Tenant Improvement (TI) Allowances:
- The year-to-date average TI allowance for new deals and expansions in 2024 was $132.57 per square foot, which is 4.1% below the full-year 2023 average of $138.30 per square foot.
- For renewals, the year-to-date average TI allowance was $88.59 per square foot, an 11.8% decrease from the full-year 2023 average of $100.45 per square foot. However, this is still higher than the 2022 average of $70.09 per square foot
Overall Asking Rent:
- The average asking rent decreased for the fourth consecutive quarter by 0.3% during Q2. This decline was mainly due to below-average priced large blocks of space added to the available inventory, the leasing or withdrawal of above-average priced blocks of space, and instances of lower repricing across the market.
- The asking rent average was reduced by 1.5% year over year and was 6.6% below the March 2020 average.
Newmark
(Source: NYC Office Market Overview (nmrk.com))
Manhattan Overall Availability dropped by 10 basis points quarter-over-quarter to 19.4%. Free rent and work allowance deal concessions remain elevated but appear to be stabilizing.
Marcus & Millichap
(Source: New York City Office Market Report (marcusmillichap.com))
Vacancies:
- Manhattan: The report notes a decline in vacancy rates, particularly in Midtown Manhattan, where the local vacancy fell by 100 basis points year-over-year, despite increased office deliveries. The overall marketwide vacancy rate eased to 17.2%.
- Forecast: Despite notable space relinquishments in the first quarter, the metrowide vacancy rate is projected to end 2024 in line with the trailing three-year average of 17.1%.
Asking Rents:
Class A Spaces: The report indicates a sharper decline in asking rents for Class A spaces, which fell by 6.8% year-over-year, more than double the decline rate for Class B/C spaces.
Savills
(Source: Savills | Manhattan Q2 2024 Office Report)
JLL
(Source: New York Office Market Dynamics | Q2 2024 | JLL Research)

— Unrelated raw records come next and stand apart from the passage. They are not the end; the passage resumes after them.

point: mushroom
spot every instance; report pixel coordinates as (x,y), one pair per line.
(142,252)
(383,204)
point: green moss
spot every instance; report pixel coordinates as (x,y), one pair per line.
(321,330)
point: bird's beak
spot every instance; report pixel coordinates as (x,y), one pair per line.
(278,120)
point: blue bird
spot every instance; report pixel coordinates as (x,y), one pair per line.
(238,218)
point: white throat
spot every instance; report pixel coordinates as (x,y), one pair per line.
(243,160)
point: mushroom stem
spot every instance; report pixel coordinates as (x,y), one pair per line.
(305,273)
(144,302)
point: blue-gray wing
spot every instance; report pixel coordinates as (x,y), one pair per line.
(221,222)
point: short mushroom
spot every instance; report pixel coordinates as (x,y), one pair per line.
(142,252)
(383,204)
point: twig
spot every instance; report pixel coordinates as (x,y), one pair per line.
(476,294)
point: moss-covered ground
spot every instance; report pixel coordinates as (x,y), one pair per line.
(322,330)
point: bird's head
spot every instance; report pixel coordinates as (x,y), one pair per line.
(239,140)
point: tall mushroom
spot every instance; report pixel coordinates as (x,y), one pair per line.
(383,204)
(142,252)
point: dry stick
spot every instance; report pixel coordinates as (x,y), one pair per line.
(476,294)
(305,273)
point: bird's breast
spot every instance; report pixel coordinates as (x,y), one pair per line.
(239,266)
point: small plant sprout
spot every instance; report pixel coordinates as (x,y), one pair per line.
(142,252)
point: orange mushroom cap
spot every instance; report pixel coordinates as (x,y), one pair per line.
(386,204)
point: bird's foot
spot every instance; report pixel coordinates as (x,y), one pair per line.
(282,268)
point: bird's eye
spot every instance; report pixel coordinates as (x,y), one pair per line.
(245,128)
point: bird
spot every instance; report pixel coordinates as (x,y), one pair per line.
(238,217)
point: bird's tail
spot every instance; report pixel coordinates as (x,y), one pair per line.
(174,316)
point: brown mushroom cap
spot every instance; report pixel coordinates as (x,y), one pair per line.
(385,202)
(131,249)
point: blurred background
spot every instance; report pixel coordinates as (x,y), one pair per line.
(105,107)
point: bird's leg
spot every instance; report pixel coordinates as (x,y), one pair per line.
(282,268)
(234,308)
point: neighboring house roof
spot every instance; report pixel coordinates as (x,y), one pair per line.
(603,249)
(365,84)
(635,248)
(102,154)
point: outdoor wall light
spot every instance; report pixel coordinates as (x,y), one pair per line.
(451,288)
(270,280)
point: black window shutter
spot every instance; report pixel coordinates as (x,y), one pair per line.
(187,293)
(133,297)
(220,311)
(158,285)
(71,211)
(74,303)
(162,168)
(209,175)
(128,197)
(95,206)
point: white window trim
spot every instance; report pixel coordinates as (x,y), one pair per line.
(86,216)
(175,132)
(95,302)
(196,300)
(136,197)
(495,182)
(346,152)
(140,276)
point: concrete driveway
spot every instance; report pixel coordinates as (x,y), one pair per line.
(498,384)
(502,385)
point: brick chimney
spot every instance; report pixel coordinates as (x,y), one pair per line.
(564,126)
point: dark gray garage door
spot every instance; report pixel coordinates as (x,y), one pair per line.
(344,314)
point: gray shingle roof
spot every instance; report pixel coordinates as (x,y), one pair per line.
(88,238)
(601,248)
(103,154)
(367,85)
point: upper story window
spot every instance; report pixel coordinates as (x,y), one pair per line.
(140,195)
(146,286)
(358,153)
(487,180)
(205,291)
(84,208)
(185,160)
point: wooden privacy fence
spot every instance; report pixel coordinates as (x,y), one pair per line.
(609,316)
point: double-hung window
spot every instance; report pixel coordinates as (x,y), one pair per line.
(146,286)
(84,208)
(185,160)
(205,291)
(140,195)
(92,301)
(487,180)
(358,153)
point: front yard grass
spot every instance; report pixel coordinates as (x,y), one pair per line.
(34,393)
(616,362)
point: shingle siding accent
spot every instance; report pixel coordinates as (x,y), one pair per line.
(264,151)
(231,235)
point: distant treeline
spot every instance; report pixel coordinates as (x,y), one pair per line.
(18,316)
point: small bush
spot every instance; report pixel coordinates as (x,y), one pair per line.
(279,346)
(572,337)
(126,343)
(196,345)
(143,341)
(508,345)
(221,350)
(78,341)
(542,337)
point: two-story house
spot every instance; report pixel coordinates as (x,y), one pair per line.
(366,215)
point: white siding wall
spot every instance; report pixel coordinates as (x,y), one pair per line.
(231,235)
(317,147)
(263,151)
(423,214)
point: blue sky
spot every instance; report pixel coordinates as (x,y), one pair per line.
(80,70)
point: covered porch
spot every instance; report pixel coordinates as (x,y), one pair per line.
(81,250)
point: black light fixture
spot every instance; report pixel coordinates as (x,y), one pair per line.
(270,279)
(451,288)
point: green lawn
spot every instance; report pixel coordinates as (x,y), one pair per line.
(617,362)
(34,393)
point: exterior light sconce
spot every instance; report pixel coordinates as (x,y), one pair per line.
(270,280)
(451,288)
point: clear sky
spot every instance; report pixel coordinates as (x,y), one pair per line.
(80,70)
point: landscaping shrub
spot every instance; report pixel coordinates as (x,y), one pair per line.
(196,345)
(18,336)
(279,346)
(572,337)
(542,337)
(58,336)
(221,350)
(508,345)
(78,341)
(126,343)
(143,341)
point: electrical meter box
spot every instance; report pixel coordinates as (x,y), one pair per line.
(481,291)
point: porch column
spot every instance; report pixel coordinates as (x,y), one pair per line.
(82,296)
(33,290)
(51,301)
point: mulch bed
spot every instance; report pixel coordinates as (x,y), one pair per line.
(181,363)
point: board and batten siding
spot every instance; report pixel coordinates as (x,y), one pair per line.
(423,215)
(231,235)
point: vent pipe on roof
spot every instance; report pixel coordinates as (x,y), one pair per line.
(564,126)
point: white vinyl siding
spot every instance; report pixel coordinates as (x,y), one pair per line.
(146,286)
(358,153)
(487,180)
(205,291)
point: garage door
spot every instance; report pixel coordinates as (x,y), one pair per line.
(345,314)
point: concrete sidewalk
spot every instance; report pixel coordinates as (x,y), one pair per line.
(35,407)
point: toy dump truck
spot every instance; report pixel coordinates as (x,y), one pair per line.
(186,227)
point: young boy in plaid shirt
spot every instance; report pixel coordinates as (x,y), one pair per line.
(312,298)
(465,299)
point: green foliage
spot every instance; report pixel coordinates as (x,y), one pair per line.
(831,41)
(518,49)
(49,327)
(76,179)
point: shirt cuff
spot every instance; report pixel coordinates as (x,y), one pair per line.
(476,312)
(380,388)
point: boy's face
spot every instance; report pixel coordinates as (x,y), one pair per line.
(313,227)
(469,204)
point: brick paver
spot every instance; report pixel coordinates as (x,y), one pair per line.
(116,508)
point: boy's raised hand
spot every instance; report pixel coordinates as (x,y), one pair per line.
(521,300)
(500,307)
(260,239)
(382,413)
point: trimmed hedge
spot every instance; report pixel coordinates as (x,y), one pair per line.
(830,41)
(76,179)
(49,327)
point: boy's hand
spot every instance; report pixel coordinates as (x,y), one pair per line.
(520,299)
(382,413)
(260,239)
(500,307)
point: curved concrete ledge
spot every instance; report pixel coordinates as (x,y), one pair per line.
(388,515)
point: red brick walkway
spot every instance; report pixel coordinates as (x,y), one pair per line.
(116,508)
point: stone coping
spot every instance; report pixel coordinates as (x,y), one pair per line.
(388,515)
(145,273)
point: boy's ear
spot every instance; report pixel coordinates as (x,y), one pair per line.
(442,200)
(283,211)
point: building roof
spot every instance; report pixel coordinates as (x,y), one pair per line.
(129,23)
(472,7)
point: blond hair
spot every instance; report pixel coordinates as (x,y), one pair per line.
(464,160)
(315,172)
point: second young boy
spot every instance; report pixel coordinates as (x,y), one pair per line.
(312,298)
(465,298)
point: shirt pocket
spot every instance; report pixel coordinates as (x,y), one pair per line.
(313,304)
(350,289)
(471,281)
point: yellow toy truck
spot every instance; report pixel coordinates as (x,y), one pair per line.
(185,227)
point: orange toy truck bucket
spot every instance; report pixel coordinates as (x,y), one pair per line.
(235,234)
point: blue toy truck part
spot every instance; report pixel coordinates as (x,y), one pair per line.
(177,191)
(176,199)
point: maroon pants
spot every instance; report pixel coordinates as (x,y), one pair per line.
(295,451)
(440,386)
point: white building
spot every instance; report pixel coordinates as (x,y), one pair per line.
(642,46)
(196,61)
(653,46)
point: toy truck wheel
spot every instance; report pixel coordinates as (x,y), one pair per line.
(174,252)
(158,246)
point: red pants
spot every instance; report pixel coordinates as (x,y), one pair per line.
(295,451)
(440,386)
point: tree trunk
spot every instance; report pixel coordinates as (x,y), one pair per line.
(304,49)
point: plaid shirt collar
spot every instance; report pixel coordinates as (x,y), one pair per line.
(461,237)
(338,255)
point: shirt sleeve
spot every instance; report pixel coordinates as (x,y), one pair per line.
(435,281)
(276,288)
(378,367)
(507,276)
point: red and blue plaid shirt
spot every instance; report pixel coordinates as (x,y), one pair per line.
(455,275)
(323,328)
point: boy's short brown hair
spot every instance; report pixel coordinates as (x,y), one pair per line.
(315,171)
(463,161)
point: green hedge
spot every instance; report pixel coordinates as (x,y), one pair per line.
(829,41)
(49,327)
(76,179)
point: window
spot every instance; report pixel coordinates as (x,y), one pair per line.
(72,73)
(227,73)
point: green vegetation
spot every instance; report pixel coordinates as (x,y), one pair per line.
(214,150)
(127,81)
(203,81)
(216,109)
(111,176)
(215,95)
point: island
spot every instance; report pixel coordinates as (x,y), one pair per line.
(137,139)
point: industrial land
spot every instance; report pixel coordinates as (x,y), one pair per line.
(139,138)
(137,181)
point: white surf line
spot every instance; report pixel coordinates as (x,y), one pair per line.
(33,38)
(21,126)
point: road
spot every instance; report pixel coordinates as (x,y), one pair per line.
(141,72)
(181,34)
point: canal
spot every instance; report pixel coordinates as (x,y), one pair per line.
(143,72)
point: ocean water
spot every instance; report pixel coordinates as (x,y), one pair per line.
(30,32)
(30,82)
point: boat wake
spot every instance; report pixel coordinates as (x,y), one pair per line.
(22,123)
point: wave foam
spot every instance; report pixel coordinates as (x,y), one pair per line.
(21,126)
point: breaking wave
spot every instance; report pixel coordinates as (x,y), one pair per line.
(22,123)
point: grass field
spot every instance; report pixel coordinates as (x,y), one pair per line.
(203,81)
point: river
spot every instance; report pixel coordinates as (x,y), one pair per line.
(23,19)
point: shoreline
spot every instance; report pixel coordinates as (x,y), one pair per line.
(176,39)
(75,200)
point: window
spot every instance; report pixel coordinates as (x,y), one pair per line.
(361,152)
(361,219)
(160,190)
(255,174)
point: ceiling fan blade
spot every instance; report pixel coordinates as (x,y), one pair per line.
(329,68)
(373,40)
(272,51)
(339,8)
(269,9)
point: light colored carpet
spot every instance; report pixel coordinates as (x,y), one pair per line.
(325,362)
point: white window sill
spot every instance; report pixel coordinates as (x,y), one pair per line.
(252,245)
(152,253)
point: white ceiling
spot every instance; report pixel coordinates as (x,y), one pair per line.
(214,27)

Vacancy Rates and Availability:
- Total Vacancy Rate: Stands at 17.0%, showing a downward trend.
- Sublease Space: Overall, sublease space availability decreased by 16% quarter-over-quarter.
- Class B Buildings: Despite a significant reduction in Class B inventory due to conversions, the Class B vacancy rate continues to trend upward, highlighting a persistent “flight-to-quality” trend where tenants prefer higher-quality spaces.
CBRE
(Source: Manhattan Office Figures Q2 2024 | CBRE)
The overall vacancy rate in Manhattan remained stable from the previous quarter at 15.7%, but this is up slightly from 15.6% a year ago.